Olomoucine decreases iNOS promoter transcription activity

According to our observations, CDK inhibitors were capable of reducing expression of the pro‐inflammatory genes. To examine whether inhibitory effects occured at the transcription level, we analysed effects of olomoucine on activation of a 1.5‐kb fragment of the iNOS promoter. In a similar way to iNOS mRNA level, the inhibitor was observed to reduce induction level of lipopolysaccharide‐induced activation of the iNOS promoter Fig. 3a). Olomoucine is able to reduce phosphorylation of p38, c‐Jun N‐terminal kinase and IKK (data not shown). This suggests that transcription factors such as NF‐κB may be affected by the inhibitor, which might lead to blocking of their activation from an upstream signal transduction pathway. In Fig. 3(b), decrease in NF‐κB reporter activity is shown after olomoucine treatment at basal as well as after lipopolysaccharide stimulation. These results demonstrate that alleviation of lipopolysaccharide‐induced pro‐inflammatory responses by olomoucine may be due to reduction of NF‐κB transcription at the transcriptional level.

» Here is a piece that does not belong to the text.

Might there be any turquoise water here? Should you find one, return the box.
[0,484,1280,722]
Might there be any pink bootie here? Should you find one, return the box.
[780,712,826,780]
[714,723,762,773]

**Reduction of lipopolysaccharide‐induced iNOS promoter activity and NF‐κB reporter activity by olomoucine**. RAW cells were transiently transfected with 2 µg of iNOS promoter‐luciferase and NF‐κB reporter using the lipofectamine method. Cells were pretreated with olomoucine (close column) at 12 h and then treated 1 µg/ml lipopolysaccharide for 24 h. Extracts were prepared and luciferase activity measured. Results were expressed as fold induction of control luciferase activity in the culture without lipopolysaccharide treatment. Values are mean ± SEM of six independent experiments. *P < 0.01 compared with the media alone‐treated cells. **P < 0.001 compared with lipopolysaccharide alone‐treated group.

Knockdown of E2F1 decreases NF‐κB transcription activity

In the quiescent cells, E2F activity is blocked by hypophosphorylated Rb. Therefore, E2F1 activity is inactivated by CDK inhibitors through prevention of CDK phosphorylation of Rb. To examine this possibility, E2F1i was used to knock down expression of E2F1. E2F1i effectively reduced E2F1 RNA (data not shown) and protein levels (Fig. 4a) in our macrophages. In Fig. 4(b), olomoucine and E2F1i are able to reduce E2F reporter gene activity, indicating that CDK inhibition and E2F1i are able to ablate E2F transcriptional activity. Remarkably, similar to the effects of CDK inhibitors, E2F1i abrogates lipopolysaccharide‐induced iNOS promoter activation as well as NF‐κB reporter activity (Fig. 4c). However, it is thought that the iNOS promoter does not contain an E2F‐binding site and therefore, E2F1 should be unable to bind directly to NF‐κB‐response sequences of the reporter gene. These observations imply that inhibition of cell‐cycle progression by olomoucine may impair pro‐inflammatory responses due to inhibition of activation of E2F1, and this then down‐regulates NF‐κB expression. To examine this hypothesis, RT‐PCR was performed to analyse expression of p65, the NF‐κB subunit (Fig. 5a). As compared with RNA expression of CD14, p65 showed decrease in mRNA expression after olomoucine treatment. At the protein level, there was reduction in level of NF‐κB p65 subunit (Fig. 5b). These findings indicate that growth arrested cells are able to directly decrease expression of the NF‐κB p65 subunit and this in turn, reduces lipopolysaccharide‐stimulated expression of pro‐inflammatory genes.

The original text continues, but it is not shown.